Eltern rauben mir den Spaß

  • Hallo Kolleginnen und Kollegen,

    es ist mal wieder so weit. Elternmails landen in meinem Postfach. Dieses Mal wird offenbar mein pädagogisches Handeln hinterfragt. Worum es genau geht, ist nicht ganz klar, vermutlich um die neue Sitzordnung in der Klasse.

    Dabei geht es mir weniger um einzelne Themen, sondern um die ständige Kritik. Sei es bei Noten, bei pädagogischen Entscheidungen oder bei organisatorischen Fragen.

    Statt das Wochenende zu genießen sitze ich wieder da und ärgere mich, weil erneut Probleme an mich herangetragen werden. Häufig wirkt es wie Meckern auf hohem Niveau. Eine Klassenarbeit ist schlecht ausgefallen, Person X möchte nicht neben Person Y sitzen oder es gibt andere Einwände. Das kostet Kraft. Man kann es nicht allen recht machen, und oft entsteht der Eindruck, dass Eltern ihr Kind um jeden Preis verteidigen.
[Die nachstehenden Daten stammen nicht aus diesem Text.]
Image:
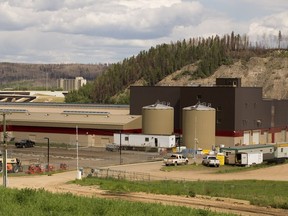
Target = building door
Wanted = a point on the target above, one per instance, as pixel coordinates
(256, 137)
(156, 142)
(246, 140)
(283, 136)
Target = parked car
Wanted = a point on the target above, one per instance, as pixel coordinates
(175, 159)
(112, 147)
(25, 143)
(211, 160)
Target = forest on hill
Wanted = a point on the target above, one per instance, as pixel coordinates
(20, 76)
(152, 66)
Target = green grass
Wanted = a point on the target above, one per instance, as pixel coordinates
(262, 193)
(220, 170)
(40, 202)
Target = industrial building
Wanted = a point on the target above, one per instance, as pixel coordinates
(71, 84)
(242, 116)
(94, 125)
(225, 114)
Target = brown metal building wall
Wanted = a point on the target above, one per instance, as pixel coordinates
(199, 125)
(158, 121)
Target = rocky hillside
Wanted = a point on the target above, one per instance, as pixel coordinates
(270, 73)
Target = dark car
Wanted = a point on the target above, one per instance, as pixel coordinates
(112, 147)
(25, 144)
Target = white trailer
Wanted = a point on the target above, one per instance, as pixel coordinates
(281, 150)
(248, 159)
(144, 140)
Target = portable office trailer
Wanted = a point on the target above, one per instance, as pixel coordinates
(145, 140)
(248, 159)
(266, 149)
(281, 150)
(231, 152)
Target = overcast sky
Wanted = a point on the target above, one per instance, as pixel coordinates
(107, 31)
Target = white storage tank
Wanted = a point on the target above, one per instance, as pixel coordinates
(198, 126)
(158, 119)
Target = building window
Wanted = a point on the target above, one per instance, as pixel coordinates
(244, 122)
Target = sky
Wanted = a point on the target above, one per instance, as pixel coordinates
(107, 31)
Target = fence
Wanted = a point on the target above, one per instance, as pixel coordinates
(117, 174)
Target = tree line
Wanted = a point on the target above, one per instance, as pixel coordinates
(160, 61)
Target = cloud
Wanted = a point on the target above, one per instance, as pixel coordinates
(108, 31)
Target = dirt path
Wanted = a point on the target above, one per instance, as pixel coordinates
(57, 183)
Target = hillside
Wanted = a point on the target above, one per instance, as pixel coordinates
(19, 76)
(271, 73)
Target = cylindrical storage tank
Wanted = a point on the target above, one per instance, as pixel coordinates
(221, 158)
(198, 127)
(158, 119)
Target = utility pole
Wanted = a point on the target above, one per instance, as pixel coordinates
(4, 164)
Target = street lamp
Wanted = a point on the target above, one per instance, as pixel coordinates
(48, 153)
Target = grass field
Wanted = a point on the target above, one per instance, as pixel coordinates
(39, 202)
(262, 193)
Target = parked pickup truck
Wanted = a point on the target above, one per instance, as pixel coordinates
(175, 159)
(25, 144)
(211, 161)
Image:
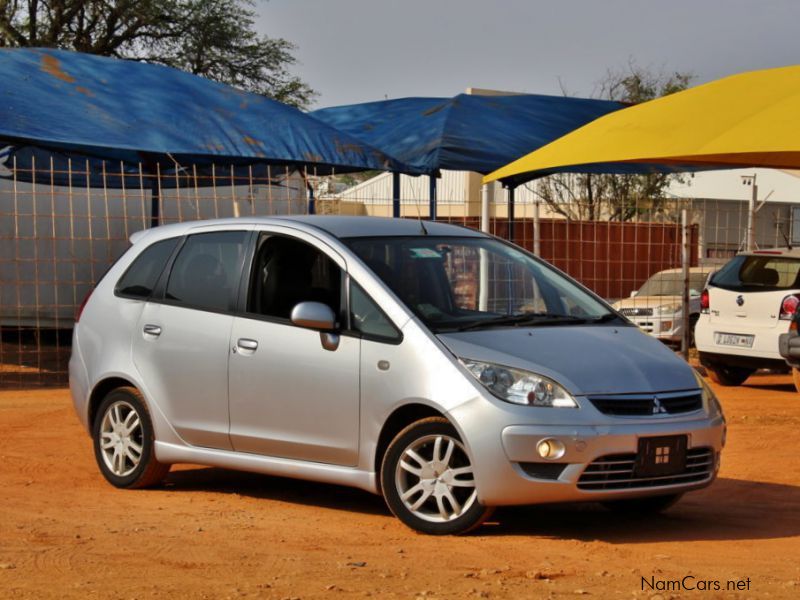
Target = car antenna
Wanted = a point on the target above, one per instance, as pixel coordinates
(786, 239)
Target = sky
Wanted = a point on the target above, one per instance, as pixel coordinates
(354, 51)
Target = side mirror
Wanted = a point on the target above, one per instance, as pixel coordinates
(313, 315)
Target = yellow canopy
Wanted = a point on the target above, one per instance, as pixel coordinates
(746, 120)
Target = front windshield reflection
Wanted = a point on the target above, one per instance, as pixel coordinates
(456, 283)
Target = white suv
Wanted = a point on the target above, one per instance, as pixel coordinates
(656, 308)
(747, 305)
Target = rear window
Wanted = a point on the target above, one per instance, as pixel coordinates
(759, 273)
(140, 278)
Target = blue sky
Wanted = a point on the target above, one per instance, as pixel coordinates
(361, 50)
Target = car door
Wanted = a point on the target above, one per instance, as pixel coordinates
(290, 397)
(183, 337)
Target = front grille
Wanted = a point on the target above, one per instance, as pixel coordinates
(616, 472)
(636, 405)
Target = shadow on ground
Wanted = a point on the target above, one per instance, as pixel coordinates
(731, 509)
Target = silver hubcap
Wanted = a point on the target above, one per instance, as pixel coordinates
(121, 438)
(434, 479)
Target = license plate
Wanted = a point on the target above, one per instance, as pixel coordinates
(734, 339)
(664, 455)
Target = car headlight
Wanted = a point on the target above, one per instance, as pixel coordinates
(668, 309)
(709, 397)
(520, 387)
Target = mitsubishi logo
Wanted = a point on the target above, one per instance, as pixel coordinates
(658, 408)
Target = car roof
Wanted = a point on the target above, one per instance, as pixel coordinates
(337, 226)
(787, 252)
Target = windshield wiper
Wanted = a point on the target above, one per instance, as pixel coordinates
(533, 319)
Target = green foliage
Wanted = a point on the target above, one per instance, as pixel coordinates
(617, 197)
(212, 38)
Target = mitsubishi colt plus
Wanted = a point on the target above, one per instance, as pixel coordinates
(447, 370)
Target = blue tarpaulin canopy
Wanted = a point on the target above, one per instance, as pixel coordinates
(466, 132)
(121, 110)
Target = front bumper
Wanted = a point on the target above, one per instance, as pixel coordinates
(506, 462)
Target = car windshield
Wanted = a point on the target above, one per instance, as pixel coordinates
(671, 284)
(761, 272)
(457, 283)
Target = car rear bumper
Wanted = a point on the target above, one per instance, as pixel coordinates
(509, 470)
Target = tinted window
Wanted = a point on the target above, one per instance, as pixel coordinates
(453, 283)
(367, 318)
(286, 272)
(206, 272)
(140, 278)
(759, 273)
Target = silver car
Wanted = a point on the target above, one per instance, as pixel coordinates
(447, 370)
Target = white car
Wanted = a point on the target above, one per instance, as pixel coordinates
(747, 305)
(656, 307)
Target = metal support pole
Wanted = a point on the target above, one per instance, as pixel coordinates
(511, 190)
(396, 195)
(751, 218)
(486, 199)
(685, 261)
(432, 197)
(155, 200)
(312, 205)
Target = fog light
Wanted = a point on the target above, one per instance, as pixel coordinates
(551, 449)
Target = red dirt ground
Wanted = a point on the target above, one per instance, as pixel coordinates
(211, 533)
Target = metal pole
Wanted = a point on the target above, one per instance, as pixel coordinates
(485, 201)
(432, 197)
(511, 190)
(685, 260)
(751, 218)
(396, 195)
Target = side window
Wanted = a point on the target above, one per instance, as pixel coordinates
(141, 277)
(286, 272)
(205, 274)
(368, 319)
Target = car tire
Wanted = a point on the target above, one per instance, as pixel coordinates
(427, 480)
(123, 441)
(729, 376)
(643, 506)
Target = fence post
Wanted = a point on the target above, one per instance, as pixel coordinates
(395, 195)
(685, 260)
(432, 197)
(511, 190)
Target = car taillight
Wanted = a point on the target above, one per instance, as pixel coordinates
(705, 301)
(79, 312)
(789, 307)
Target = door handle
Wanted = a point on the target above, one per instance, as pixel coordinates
(247, 344)
(153, 330)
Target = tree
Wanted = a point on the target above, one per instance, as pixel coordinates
(587, 196)
(212, 38)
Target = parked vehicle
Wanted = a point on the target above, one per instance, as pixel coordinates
(747, 305)
(789, 347)
(657, 307)
(448, 370)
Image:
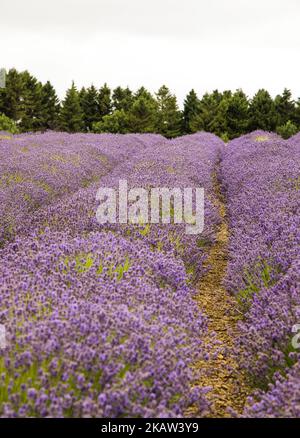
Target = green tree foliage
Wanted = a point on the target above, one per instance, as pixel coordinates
(117, 122)
(71, 115)
(7, 124)
(169, 116)
(191, 110)
(104, 101)
(143, 113)
(237, 114)
(31, 116)
(34, 106)
(50, 107)
(284, 107)
(90, 107)
(122, 99)
(262, 112)
(286, 131)
(12, 95)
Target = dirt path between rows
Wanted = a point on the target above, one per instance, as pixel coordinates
(221, 373)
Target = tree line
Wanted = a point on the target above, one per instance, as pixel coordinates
(28, 105)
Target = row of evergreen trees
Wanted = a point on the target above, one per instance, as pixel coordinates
(34, 106)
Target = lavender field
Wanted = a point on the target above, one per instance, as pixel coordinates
(145, 320)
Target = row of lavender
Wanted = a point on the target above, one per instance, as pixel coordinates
(100, 320)
(260, 173)
(37, 169)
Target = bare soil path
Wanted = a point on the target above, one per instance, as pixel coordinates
(229, 387)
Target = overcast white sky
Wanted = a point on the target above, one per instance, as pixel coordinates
(200, 44)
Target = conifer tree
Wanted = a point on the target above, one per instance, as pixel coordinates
(143, 114)
(284, 107)
(237, 114)
(90, 107)
(191, 111)
(104, 101)
(50, 107)
(122, 99)
(168, 117)
(31, 97)
(71, 115)
(262, 114)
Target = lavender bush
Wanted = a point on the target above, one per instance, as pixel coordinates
(260, 175)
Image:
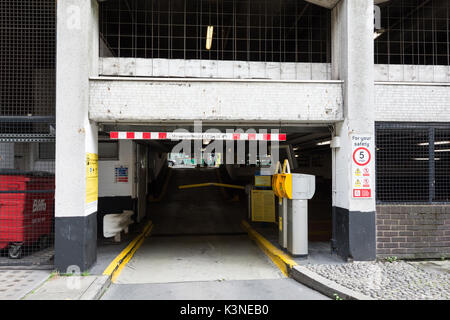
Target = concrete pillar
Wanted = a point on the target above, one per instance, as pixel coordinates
(76, 137)
(353, 62)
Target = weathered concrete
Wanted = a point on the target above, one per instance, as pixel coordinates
(198, 258)
(77, 56)
(146, 99)
(352, 61)
(178, 68)
(15, 284)
(71, 288)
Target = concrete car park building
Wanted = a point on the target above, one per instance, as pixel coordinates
(360, 89)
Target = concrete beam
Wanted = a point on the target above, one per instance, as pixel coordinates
(330, 4)
(132, 100)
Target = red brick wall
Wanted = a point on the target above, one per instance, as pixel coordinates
(413, 231)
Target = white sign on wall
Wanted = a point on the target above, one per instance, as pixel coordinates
(362, 159)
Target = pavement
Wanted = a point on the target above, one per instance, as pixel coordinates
(15, 284)
(383, 280)
(198, 251)
(70, 288)
(198, 258)
(269, 289)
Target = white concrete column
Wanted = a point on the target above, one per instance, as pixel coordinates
(76, 136)
(353, 62)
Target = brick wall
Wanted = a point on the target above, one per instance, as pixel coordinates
(413, 231)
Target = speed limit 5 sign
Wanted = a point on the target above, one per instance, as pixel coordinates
(362, 156)
(362, 175)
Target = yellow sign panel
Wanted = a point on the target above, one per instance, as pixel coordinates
(91, 177)
(263, 206)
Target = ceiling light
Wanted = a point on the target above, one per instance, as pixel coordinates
(209, 35)
(437, 143)
(378, 33)
(324, 143)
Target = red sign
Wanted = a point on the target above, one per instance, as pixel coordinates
(362, 193)
(361, 156)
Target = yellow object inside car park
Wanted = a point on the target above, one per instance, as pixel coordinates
(282, 183)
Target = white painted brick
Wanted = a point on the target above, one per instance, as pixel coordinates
(213, 69)
(133, 100)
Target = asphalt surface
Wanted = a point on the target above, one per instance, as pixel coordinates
(197, 250)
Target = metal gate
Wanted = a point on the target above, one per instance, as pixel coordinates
(27, 131)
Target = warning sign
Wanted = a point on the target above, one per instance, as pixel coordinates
(362, 146)
(91, 183)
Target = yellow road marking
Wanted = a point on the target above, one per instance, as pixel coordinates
(211, 184)
(283, 261)
(116, 266)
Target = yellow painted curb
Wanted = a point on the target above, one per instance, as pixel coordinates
(283, 261)
(116, 266)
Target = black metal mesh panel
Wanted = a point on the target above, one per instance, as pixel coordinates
(442, 165)
(413, 162)
(415, 32)
(27, 131)
(248, 30)
(402, 165)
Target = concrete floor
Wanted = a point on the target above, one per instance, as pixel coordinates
(198, 258)
(15, 284)
(274, 289)
(198, 250)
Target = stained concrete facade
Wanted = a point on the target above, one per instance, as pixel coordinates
(345, 96)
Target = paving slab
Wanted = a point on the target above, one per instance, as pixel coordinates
(15, 284)
(69, 288)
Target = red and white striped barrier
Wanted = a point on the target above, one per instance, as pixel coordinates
(123, 135)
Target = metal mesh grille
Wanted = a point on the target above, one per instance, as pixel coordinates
(27, 131)
(416, 32)
(405, 172)
(256, 30)
(442, 165)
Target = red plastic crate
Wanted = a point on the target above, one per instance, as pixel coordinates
(26, 208)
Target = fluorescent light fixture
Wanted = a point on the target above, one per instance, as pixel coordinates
(324, 143)
(209, 36)
(437, 143)
(378, 33)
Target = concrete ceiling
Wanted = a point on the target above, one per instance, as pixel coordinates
(330, 4)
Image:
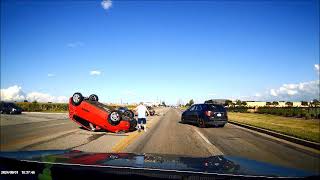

    Ich bin erst seit zwei bis drei Jahren im Beruf und kann mittlerweile nachvollziehen, warum viele Kolleginnen und Kollegen berichten, wie belastend der Umgang mit permanenter Kritik sein kann. Man bemüht sich, guten Unterricht zu gestalten, und trotzdem wird jede Entscheidung sofort hinterfragt. Kritik kann berechtigt sein, keine Frage, aber der Ton spielt dabei eine große Rolle. Auch wir sind nur Menschen.

    Oft wird aus meiner Sicht zu schnell reagiert. In Elterngruppen schaukeln sich Situationen hoch, ohne zu berücksichtigen, dass Schwierigkeiten auch beim Kind selbst liegen können. Kaum ist eine Sitzordnung eingeführt, werden bereits Sonderwünsche geäußert. Dabei wurden die Plätze nicht ohne Grund verändert. Wenn darauf eingegangen wird, entsteht schnell der nächste Konflikt, weil sich dann wieder alle umsetzen möchten.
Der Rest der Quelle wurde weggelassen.